La vue de son grand beffroi mobile, son atournement d’assaut comme il l’appelait, l’emplissait de satisfaction. Trois étages; chaque plate-forme assez large pour que deux cents hommes y puissent tenir et combattre. Cela ferait donc six cents soldats au total qui occuperaient cette machine extraordinaire, quand on aurait apporté assez de fagots et fascines, charrié assez de pierres et tassé de terre pour lui former le chemin où elle roulerait sur ses quatre roues énormes.

Le roi Jean était si fier de son beffroi qu’il avait invité à le voir monter et mettre en œuvre. Ainsi s’en étaient venus le bâtard de Castille, Henri de Trastamare, ainsi que le comte de Douglas.

«Messire Édouard a son Navarrais, mais moi j’ai mon Écossais», disait joliment le roi. À la différence près que Philippe de Navarre apportait aux Anglais la moitié de la Normandie, tandis que messire de Douglas n’apportait rien d’autre au roi de France que sa vaillante épée.

J’entends encore le roi nous expliquer: «Voyez, messeigneurs: cet atournement peut être poussé au point que l’on veut des remparts, les surplomber, permettre aux assaillants de jeter dans la place toutes sortes de carreaux et projectiles, d’attaquer à hauteur même des chemins de ronde. Les cuirs qu’on cloue dessus ont pour objet d’amortir les flèches.» Et moi qui m’obstinais à lui parler des conditions de la paix!

L’Espagnol et l’Écossais n’étaient pas seuls à contempler l’énorme tour de bois. Les gens de messire Sanche Lopez la regardaient aussi, avec prudence, car l’Archiprêtre avait monté d’autres machines qui arrosaient copieusement la garnison de balles de pierre et de traits à poudre. Le château était pour ainsi dire décoiffé. Mais les gens de Lopez n’avaient pas l’air tellement effrayés. Ils ménageaient des trous dans leurs propres murailles, à mi-hauteur. «Pour mieux pouvoir fuir», disait le roi.
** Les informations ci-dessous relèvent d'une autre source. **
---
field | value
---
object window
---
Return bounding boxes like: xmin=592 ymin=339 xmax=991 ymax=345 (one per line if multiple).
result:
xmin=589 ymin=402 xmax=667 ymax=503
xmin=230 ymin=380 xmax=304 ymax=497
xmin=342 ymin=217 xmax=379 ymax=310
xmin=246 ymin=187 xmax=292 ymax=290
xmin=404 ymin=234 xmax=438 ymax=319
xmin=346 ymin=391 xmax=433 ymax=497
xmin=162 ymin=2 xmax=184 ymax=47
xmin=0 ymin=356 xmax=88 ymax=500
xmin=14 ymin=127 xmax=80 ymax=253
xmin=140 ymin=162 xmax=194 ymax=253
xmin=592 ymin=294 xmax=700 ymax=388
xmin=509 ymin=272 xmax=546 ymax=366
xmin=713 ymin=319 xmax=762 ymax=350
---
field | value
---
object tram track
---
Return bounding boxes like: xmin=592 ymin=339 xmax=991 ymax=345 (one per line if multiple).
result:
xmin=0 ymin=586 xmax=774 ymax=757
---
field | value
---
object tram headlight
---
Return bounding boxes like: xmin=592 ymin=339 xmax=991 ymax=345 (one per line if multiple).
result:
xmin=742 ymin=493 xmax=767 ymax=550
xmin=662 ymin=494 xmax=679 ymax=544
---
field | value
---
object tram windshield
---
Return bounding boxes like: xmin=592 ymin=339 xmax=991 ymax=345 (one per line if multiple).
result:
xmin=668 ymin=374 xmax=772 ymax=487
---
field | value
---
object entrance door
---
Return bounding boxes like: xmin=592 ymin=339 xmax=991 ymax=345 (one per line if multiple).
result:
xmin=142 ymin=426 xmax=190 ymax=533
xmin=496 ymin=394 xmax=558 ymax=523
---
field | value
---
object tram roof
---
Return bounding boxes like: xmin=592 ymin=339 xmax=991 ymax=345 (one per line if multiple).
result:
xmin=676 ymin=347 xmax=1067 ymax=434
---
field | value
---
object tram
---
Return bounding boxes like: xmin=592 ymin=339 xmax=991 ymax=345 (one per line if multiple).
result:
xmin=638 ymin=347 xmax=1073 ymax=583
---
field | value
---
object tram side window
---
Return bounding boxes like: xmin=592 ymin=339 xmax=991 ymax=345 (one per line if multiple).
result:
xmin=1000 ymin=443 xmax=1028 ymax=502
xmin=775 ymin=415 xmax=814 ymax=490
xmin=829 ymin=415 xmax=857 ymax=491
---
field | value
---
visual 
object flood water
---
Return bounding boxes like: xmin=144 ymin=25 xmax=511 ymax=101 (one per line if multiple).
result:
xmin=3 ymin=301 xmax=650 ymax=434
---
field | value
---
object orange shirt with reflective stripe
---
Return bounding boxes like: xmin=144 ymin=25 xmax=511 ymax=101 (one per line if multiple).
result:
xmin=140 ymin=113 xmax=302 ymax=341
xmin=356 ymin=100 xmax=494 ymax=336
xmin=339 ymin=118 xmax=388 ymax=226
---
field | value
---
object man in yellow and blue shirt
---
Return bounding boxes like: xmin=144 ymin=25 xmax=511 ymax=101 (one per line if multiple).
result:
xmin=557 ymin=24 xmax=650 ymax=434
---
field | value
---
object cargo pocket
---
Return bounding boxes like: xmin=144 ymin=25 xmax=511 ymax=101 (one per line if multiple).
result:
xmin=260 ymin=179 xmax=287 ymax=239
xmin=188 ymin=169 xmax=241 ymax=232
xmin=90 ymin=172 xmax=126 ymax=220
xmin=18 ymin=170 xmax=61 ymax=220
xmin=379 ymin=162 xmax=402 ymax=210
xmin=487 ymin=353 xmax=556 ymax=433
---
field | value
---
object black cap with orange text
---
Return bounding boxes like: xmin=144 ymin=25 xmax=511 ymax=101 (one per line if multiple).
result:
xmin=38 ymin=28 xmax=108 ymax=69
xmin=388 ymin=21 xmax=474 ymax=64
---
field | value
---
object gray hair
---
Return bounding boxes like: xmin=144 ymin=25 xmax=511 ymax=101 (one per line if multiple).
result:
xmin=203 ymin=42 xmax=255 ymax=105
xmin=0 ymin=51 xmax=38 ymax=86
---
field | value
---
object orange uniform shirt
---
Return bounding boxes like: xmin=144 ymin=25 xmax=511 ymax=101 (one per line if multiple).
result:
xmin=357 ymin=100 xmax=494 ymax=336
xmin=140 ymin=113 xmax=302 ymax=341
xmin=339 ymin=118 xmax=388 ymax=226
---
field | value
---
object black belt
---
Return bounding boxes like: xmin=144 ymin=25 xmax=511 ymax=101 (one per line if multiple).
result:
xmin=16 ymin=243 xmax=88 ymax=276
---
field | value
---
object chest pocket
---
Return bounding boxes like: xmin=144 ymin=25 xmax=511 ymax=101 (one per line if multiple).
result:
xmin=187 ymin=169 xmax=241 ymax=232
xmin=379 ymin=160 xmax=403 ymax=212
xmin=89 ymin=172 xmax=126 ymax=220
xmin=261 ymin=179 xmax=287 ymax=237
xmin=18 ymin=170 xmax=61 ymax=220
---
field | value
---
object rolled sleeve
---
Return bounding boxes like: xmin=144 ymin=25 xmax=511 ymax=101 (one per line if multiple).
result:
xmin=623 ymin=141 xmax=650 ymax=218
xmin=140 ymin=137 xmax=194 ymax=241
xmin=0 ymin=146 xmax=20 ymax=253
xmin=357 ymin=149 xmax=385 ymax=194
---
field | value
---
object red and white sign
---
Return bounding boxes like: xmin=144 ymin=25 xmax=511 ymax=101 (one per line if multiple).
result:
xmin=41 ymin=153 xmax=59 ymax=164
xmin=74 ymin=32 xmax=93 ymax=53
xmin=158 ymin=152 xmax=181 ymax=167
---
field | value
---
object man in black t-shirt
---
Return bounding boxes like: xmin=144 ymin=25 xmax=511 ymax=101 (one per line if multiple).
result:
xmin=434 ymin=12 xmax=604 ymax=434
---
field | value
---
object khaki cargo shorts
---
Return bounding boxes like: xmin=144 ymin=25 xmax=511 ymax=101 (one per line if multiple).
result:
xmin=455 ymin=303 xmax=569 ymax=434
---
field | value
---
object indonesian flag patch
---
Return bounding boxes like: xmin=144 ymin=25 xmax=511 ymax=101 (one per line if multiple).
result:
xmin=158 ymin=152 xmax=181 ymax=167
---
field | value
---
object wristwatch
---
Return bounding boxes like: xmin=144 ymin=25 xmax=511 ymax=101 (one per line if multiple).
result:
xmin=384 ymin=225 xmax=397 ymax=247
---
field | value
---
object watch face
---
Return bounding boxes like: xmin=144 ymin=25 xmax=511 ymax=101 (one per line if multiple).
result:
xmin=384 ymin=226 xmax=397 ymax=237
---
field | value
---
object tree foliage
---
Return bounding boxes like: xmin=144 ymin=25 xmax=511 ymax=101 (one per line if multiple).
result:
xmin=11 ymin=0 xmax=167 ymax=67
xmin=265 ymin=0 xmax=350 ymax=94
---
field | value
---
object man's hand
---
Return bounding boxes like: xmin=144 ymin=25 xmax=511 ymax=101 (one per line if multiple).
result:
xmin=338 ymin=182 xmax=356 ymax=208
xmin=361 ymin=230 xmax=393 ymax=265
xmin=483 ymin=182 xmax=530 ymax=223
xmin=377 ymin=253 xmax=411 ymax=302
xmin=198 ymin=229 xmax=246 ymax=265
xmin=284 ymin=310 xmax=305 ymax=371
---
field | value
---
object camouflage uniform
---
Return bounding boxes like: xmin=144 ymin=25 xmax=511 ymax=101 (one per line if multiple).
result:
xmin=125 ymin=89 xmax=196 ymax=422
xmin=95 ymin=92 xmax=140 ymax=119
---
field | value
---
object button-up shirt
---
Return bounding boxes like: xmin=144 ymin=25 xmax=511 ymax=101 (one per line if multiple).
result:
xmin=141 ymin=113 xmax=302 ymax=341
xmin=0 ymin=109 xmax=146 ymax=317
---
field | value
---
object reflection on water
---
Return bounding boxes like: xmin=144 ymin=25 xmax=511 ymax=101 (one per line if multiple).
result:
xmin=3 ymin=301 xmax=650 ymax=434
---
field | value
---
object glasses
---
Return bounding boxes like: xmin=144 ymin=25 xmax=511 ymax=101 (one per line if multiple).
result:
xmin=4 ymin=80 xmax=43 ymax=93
Enfin le grand jour arriva. J’y fus, un peu en retrait sur une petite butte, car la chose m’intéressait. Le Saint-Siège a des troupes, et des villes qu’il nous faut pouvoir défendre… Le roi Jean II paraît, coiffé de son heaume couronné de fleurs d’or. De son épée flamboyante, il donne le signe de l’attaque, tandis que les trompes sonnent. Au sommet de la tour tendue de cuir flotte la bannière aux fleurs de lis, et, au-dessous, les bannières des troupes qui occupent les trois étages. C’est un bouquet d’étendards que ce beffroi! Et voilà qu’il se meut. Hommes et chevaux lui sont attelés, par grappes, et l’Archiprêtre scande l’effort à grands coups de gueule… On m’a dit avoir employé pour mille livres de cordes de chanvre. L’engin progresse, très lentement avec des gémissements de bois et quelques oscillations, mais il progresse. De le voir ainsi avancer, se balançant un peu et tout hérissé de drapeaux, on dirait un navire qui va à l’abordage. Et il aborde, en effet, dans un grand tumulte. Déjà, on se bat sur les créneaux, à hauteur de la troisième plate-forme. Les épées se croisent, les flèches partent en vols serrés. L’armée qui enserre le château, tout entière tête levée, a le souffle suspendu. Là-haut se font de beaux exploits. Le roi, la ventaille ouverte, assiste, superbe, à ce combat dans les airs.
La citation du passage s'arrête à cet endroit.